Last week, I had the opportunity to visit Madison, Wisconsin to attend the Society for Marketing Professional Services Conference. Jim and I were “manning the booth” and were situated in such a way that allowed us to see all of the presentations (and the mesmerizing view across the lake). The presenters made some interesting points that I am definitely going to add to the “Tim Repertoire”.
To sum up the speakers….
Diane Chamness stressed:
Strengths are no longer differentiators (because everyone has strengths). Competitive advantages are what clients are looking for. Made me think of one of my favorite people in the world – me. The Tim Rochette competitive advantage war chest includes about 10 years of experience in the professional services world, having the experience of visiting a couple of hundred engineering, architectural, and other services based firms over the years, the ability to think of my feet and apply the application I know so well to many of the situations I am in, wanting those around me to succeed, and being very loyal to those who give me a chance.
You can’t sell anyone anything unless you know what they want to buy.
We all know the importance of discovery and conversation before we make try to make the sale, but are we asking the right questions. A recent USA Today article stressed that with the economic climate dictating people’s buying attitudes, value needs to be stressed as much as possible. Why not add that to the conversation before we start the demo instead of just assuming everyone values profit, utilization, and a low DSO? So simple that I am a little embarrassed I have not been asking this question all along.
Rachel Gold and Liz Kuntz spoke to social networking tips, tricks, and best practices. I.E. – this blog, Facebook, LinkedIn, and a touch of twitter. Unfortunately, no one can really derive a good proactive business case on how to use these tools that are quantifiable, but instead spend the time with “paying it forward” type of a mindset. Rachel and Liz had a unique point of how potential clients could use it as a tool for prequalifying products and services before you engage in purchasing. You only have to qualify yourself once, and then you need to perform. Some of the other key questions/points raised by the presenters….
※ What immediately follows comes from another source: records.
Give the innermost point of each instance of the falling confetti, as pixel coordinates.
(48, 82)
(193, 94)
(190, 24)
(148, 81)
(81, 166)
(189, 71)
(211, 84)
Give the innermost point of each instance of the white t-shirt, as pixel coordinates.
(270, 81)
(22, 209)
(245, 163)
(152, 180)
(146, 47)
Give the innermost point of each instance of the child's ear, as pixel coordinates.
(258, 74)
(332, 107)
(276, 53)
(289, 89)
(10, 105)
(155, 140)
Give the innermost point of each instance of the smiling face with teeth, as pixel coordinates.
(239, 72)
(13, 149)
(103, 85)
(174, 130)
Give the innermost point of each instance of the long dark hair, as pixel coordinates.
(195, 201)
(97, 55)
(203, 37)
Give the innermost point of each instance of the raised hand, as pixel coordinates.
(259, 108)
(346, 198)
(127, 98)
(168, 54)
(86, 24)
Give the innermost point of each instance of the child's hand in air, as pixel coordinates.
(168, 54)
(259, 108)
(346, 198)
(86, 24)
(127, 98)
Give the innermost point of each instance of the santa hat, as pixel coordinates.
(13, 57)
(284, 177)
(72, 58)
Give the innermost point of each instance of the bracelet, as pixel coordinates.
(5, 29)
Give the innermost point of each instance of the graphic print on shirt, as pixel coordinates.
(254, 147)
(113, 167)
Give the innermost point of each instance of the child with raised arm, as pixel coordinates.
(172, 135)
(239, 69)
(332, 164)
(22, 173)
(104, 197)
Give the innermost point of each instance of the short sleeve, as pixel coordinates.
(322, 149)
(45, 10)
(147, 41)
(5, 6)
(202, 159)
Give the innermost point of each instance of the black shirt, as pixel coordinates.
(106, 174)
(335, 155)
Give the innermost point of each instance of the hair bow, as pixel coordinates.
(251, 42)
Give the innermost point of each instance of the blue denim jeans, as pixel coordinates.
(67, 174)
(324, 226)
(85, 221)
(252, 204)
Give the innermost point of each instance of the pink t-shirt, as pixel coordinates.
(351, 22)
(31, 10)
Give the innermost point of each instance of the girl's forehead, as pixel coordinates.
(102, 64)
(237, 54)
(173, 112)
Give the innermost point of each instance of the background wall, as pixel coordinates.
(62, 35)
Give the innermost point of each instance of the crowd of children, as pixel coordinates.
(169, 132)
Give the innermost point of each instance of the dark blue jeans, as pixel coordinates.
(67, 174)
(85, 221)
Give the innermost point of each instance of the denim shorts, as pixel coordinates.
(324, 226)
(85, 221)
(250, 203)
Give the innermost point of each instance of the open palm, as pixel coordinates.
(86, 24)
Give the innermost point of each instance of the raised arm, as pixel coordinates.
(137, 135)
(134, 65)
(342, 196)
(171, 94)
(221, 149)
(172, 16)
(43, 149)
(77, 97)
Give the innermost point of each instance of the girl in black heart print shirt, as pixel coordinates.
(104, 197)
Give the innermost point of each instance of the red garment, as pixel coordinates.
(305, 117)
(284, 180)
Why use social networking? No, not to find out that someone is “Going to Dinner” or other ordinary life updates. The major reasons to use social networking is to achieve customer intimacy, credibility through authenticity, accessibility anytime, anywhere over the web, and to drive traffic to a website. This presence is important because brand visibility
Business development tool
Intelligence on prospects
Accelerates sales cycle
Lead generation
Easy way to keep in touch
Tom Farley.
Tom is not only the author of the recent biography “The Chris Farley Show”, but also the managing director of Farley BDG, a brand development consulting group. Tom’s ADD was in high gear as he made some great points throughout the hour.
Tom spoke to:
Teams have a lack of commitment, avoiding accountability, and in-attention to results. It is always how am I going to be perceived on this team? An ensemble allows all voices to be heard. Start with 10 basic ideas before you pick one to go forward with.
Think broadly beyond your brand. What is your strategy?
What is the Tim Rochette Brand? Problem solving? Be passionate. There are no people who do it better. Take ownership of the brand. I will be the evangelist and find connection and disconnect everywhere. Get the story out there.
Branding is about telling a story. Storytelling comes from a vision that can be developed into brand. Stay away from length of service or intelligence. Go above and beyond. Find the story that is relevant. How does the story differentiate you? Tell the story. How it changed you, what does it do to you? Personalize it. Make it passionate. What do people think of Cambridge, MA? Smart, MIT, etc.
Projects need teams and need planning in order to be executed.
Idea generation time requires an ensemble with voices to be heard. It leads to innovation.
What is empowering you, what motivates you, what makes you run?
How do you make something boring exciting. People need a brand that is tangible. The people are tangible. Not always doing what you are doing, but where you are doing it, who you are doing it for
Excuse the jumping around above. It really gives you a sense of Tom’s presentation.
Scott Klug spoke to the stimulus dollars and how to get them. He spoke to Obama’s big three priorities of the economy, health care and energy. Scott says that the stimulus package is not the bonanza that people originally thought it was going to be as the money has to go through Washington. He also spoke to the Highway Bill that is yet to be finalized which means the stimulus is only half the amount of dollars that should be spent at this time. If it was stimulus AND Highway Bill, more dollars would be spent putting us in a much better position for recovery.